Well everyone is involved in the hay analysis debate now. The grower, his field agent, the lab, the local vet, the big name vets at Oregon State and Ohio State, all the farms who have the hay and our own local nitartes guru Irene Fuller.... After much debate about units and measures the bottom line is that no one really knows for sure what the situation is with camelids and nitrates!
So at one extreme Irene Fuller would say anything over 500 ppm NO3 is putting your animals at risk and David Andersen at Ohio state would simply get one of his grad students to cut and paste some dairy cattle info from the interenet into an e-mail...I must remember not to send the Camelid Institute at Ohio any more money they really are appalling when it comes to supporting breeders, in my limited experience.
Hats off to Norm Evans and Chris Cebra from OSU both of whom replied within the day.
There is plenty of information on the web if you want to read this up the only site dedicated to Camelids and nitrates is Feed Safe which is run by Irene
www.feedsafe.com
I will write a piece to go in the Library later this month.
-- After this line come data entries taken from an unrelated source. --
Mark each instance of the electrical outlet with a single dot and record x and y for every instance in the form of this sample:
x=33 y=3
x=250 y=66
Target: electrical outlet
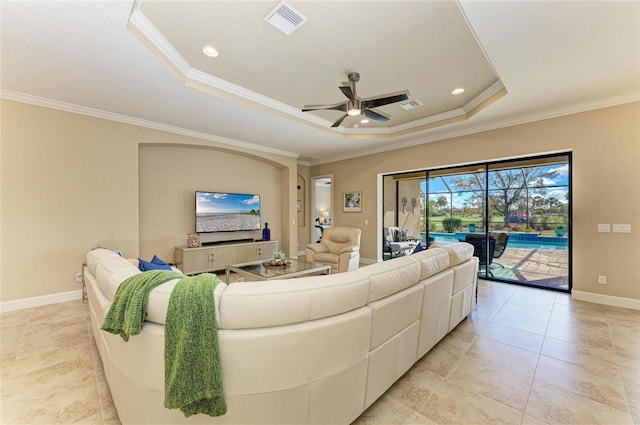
x=622 y=228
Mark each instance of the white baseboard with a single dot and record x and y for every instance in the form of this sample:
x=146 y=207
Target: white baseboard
x=40 y=301
x=606 y=300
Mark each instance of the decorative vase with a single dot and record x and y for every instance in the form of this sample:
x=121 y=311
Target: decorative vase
x=193 y=240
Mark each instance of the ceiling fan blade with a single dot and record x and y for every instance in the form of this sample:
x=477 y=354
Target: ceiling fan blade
x=385 y=99
x=342 y=106
x=348 y=92
x=376 y=116
x=337 y=123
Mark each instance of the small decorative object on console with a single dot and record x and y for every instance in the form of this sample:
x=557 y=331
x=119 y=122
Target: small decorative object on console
x=193 y=240
x=279 y=259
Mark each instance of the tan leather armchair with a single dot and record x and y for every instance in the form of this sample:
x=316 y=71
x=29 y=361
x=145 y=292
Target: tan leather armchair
x=339 y=247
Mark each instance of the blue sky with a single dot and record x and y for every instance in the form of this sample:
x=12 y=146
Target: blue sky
x=438 y=188
x=225 y=203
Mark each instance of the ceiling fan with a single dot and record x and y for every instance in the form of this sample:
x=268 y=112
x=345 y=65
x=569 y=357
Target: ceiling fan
x=357 y=105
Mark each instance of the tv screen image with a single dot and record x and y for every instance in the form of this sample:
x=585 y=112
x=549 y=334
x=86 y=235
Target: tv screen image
x=227 y=212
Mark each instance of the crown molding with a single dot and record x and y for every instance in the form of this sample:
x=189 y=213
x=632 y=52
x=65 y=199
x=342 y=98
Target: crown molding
x=97 y=113
x=525 y=119
x=150 y=36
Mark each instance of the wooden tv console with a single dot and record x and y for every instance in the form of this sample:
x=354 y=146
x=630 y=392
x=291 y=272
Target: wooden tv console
x=217 y=257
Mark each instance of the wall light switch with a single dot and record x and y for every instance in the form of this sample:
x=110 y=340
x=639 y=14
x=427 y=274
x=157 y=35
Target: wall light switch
x=622 y=228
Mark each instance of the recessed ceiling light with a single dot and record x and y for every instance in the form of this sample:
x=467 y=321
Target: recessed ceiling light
x=210 y=51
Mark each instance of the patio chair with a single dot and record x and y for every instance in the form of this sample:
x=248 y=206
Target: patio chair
x=479 y=249
x=501 y=245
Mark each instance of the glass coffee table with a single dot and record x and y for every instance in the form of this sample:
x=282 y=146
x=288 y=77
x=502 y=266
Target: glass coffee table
x=261 y=270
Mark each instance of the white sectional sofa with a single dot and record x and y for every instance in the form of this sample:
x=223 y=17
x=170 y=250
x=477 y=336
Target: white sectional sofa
x=317 y=349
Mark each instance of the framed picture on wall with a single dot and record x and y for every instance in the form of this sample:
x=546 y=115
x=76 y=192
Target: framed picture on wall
x=352 y=202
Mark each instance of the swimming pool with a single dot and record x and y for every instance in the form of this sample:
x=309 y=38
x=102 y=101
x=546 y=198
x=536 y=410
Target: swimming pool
x=516 y=240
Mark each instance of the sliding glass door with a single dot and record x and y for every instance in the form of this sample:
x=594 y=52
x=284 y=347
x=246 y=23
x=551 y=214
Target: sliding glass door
x=515 y=213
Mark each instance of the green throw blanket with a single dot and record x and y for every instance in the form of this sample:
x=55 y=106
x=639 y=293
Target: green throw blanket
x=193 y=374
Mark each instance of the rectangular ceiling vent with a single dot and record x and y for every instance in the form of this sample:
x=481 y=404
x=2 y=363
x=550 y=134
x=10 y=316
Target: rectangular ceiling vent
x=285 y=18
x=412 y=104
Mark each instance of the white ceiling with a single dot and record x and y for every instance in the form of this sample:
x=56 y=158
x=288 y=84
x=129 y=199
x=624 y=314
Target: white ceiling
x=141 y=62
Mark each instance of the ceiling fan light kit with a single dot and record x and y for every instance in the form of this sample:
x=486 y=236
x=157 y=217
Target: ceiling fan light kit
x=356 y=105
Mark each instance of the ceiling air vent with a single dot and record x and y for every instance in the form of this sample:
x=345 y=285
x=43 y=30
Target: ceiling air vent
x=285 y=18
x=413 y=104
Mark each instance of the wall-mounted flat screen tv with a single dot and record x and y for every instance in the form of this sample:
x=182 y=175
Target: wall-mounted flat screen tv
x=227 y=212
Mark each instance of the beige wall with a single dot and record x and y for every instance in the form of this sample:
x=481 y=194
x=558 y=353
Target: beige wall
x=304 y=196
x=169 y=177
x=606 y=182
x=70 y=182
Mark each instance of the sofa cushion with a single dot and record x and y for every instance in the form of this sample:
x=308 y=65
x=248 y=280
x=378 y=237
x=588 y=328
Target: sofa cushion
x=246 y=305
x=149 y=265
x=391 y=276
x=432 y=261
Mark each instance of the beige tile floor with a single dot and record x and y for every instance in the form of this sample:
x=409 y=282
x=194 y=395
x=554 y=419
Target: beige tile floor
x=524 y=356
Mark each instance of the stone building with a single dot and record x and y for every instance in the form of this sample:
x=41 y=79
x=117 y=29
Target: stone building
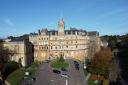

There won't be any guidelines but as always I will share what I know.
The good news is that the sun came out today and the alpacas ate fresh grass in the pastures and sun bathed, such a change from yesterday. The farmers market was open as usual but is winding down now and next week will be the last week until March.
Had a call from a spinner looking for black alpaca wool.....let me know if you have some available...
Took some great pictures which I will upload to the web sometime soon - maybe even tomorrow...
Getting some very good feedback from people who have read the BLOG and enjoyed it which is great!